Bellingham summit: Cyber attacks are on the rise, but most are avoidable

While the topics were broad, a few main points were regularly brought up at the inaugural Cyber Risk Summit: Computer attacks are on the rise and can hit large and small businesses. But much of the threat can be defeated by following basic security tactics.

The summit was held at Whatcom Community College on Thursday, Oct. 30, and was all-day affair, featuring topics that included current cyber threats, prevention, social media and educating the workforce. Along with WCC, the event was organized by Western Washington University and the Technology Alliance Group for Northwest Washington.

“If you are proactive, you can mitigate most of the problems,” said Allen Pemberton, the event chairman and a TAG board member.

More than 150 people signed up for the event.

“This first-time event was a significant success, drawing business leaders from throughout western Washington,” said Meg Weber, executive director of TAG. “The participants tell us they came to the summit because they know cyber risk is a real threat to the resiliency of their organizations. They wanted to connect with experts who could help them assess issues and develop strategies.”

Cyber attacks have become such a big problem, and can cost a business so much in terms of intellectual property and customer information, that they should be considered an overall business issue involving the entire company rather than just the responsibility of the information technology department, Pemberton said.

Prevention and having a plan were noted in a morning panel discussion about partnering with law enforcement. In analyzing hundreds of data breaches in 2013, the nonprofit group Online Trust Alliance discovered that 89 percent of those breaches could have been prevented if basic security controls and practices were in place.

The law enforcement panel, which included a member of the FBI Cyber Task Forces’ Seattle office, encouraged businesses to contact law enforcement before and after a cyber attack. Contacting before an attack is a way a business can establish a relationship with law enforcement. Contact during or after a cyber attack is useful, even if the attack is unsuccessful, because it can give law enforcement more information that could lead to an arrest.
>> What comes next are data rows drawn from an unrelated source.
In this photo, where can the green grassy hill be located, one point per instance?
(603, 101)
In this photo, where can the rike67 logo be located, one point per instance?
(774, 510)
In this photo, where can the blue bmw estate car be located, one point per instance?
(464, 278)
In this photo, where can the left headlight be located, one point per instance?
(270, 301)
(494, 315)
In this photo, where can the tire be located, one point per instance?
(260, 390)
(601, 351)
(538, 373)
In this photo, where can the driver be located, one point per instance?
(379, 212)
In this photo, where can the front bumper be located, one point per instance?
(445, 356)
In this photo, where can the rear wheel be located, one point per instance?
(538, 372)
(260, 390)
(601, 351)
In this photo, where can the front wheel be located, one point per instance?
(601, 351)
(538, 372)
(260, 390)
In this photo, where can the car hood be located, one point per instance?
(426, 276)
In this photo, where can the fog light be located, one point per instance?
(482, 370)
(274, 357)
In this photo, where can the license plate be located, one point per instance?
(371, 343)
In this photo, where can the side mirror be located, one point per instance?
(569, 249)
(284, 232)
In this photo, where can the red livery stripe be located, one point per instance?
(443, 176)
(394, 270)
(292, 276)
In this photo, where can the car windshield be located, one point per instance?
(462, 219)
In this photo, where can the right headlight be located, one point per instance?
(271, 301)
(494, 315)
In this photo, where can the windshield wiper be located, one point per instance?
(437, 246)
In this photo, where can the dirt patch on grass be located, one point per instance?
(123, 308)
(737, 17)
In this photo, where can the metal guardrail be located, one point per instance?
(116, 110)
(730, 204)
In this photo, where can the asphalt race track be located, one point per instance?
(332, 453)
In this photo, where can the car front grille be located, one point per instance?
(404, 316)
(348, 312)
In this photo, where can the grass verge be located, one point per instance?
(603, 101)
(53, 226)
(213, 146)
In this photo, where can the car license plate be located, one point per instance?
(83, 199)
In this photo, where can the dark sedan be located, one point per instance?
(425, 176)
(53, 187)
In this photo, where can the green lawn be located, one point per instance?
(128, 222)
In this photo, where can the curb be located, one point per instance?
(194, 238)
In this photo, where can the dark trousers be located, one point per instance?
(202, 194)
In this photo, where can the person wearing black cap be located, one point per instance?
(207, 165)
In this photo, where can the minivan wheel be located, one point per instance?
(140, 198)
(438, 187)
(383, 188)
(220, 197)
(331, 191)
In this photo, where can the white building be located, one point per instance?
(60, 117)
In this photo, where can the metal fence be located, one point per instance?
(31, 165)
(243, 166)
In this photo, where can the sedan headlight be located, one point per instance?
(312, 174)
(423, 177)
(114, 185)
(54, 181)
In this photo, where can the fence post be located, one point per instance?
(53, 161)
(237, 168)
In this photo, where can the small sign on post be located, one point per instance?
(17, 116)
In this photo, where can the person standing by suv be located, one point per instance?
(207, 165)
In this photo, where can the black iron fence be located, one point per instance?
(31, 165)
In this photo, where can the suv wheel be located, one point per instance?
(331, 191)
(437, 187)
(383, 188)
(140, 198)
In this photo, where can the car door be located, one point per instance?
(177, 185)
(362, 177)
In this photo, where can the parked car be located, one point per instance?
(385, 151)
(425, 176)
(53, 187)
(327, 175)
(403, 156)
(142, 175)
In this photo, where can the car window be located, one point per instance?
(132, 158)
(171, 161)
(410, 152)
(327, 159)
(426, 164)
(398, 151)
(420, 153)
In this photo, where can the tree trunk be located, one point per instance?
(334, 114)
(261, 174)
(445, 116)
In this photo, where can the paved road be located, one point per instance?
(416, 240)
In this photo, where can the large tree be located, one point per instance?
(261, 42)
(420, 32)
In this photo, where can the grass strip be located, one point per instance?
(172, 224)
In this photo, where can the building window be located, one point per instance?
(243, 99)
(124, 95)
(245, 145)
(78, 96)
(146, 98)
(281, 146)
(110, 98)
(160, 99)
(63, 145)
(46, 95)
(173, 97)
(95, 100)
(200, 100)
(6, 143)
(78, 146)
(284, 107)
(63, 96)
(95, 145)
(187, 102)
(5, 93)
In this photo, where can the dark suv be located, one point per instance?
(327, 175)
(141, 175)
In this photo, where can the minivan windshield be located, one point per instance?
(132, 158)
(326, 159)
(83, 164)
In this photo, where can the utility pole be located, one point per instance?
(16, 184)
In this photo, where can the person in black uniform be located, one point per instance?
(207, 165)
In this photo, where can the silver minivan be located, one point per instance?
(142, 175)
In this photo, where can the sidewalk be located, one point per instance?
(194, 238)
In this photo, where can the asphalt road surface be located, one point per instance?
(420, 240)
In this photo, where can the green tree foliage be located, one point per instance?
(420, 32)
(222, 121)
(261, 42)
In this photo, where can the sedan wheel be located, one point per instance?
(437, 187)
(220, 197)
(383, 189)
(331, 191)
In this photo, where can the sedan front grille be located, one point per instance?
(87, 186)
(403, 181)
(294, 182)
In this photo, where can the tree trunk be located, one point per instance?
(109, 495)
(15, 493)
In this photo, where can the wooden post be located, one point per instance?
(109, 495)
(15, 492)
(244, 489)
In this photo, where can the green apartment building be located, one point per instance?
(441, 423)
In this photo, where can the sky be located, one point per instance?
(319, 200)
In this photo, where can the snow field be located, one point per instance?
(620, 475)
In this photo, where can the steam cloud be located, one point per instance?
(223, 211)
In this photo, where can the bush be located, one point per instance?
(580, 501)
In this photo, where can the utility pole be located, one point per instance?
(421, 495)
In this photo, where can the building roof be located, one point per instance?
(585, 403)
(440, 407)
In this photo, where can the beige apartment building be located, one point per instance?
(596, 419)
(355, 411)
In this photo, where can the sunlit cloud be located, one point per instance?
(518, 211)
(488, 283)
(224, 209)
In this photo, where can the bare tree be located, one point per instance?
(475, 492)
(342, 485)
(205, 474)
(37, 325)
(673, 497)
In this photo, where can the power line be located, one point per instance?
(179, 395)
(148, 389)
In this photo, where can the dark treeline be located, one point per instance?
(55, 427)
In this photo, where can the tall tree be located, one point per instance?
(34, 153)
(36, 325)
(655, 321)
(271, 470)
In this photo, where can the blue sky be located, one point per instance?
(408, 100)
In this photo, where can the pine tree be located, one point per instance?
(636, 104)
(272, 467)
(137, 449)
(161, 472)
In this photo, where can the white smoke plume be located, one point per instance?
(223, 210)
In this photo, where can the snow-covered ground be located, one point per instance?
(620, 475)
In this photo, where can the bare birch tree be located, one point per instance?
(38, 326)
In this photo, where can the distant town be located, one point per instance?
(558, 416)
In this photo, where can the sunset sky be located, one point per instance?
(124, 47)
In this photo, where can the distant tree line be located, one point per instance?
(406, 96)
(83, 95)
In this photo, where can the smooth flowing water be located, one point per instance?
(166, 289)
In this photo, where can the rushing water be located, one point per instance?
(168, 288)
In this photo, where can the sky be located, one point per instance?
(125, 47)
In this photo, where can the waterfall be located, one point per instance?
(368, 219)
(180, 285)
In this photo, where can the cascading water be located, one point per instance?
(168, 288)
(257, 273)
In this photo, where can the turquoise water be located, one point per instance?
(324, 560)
One type of attack the panel discussed was “spear phishing,” where someone sends an email to a specific organization to try to steal confidential information. Many times the email looks like it is from someone within the organization, asking the recipient to open an attachment that is downloaded into the computer and collects data, said Andreas Kaltsounis of the federal Defense Criminal Investigative Service. It’s something everyone in a company should be thinking about before opening any email attachment.

“They are well-written and can fool people,” Kaltsounis said.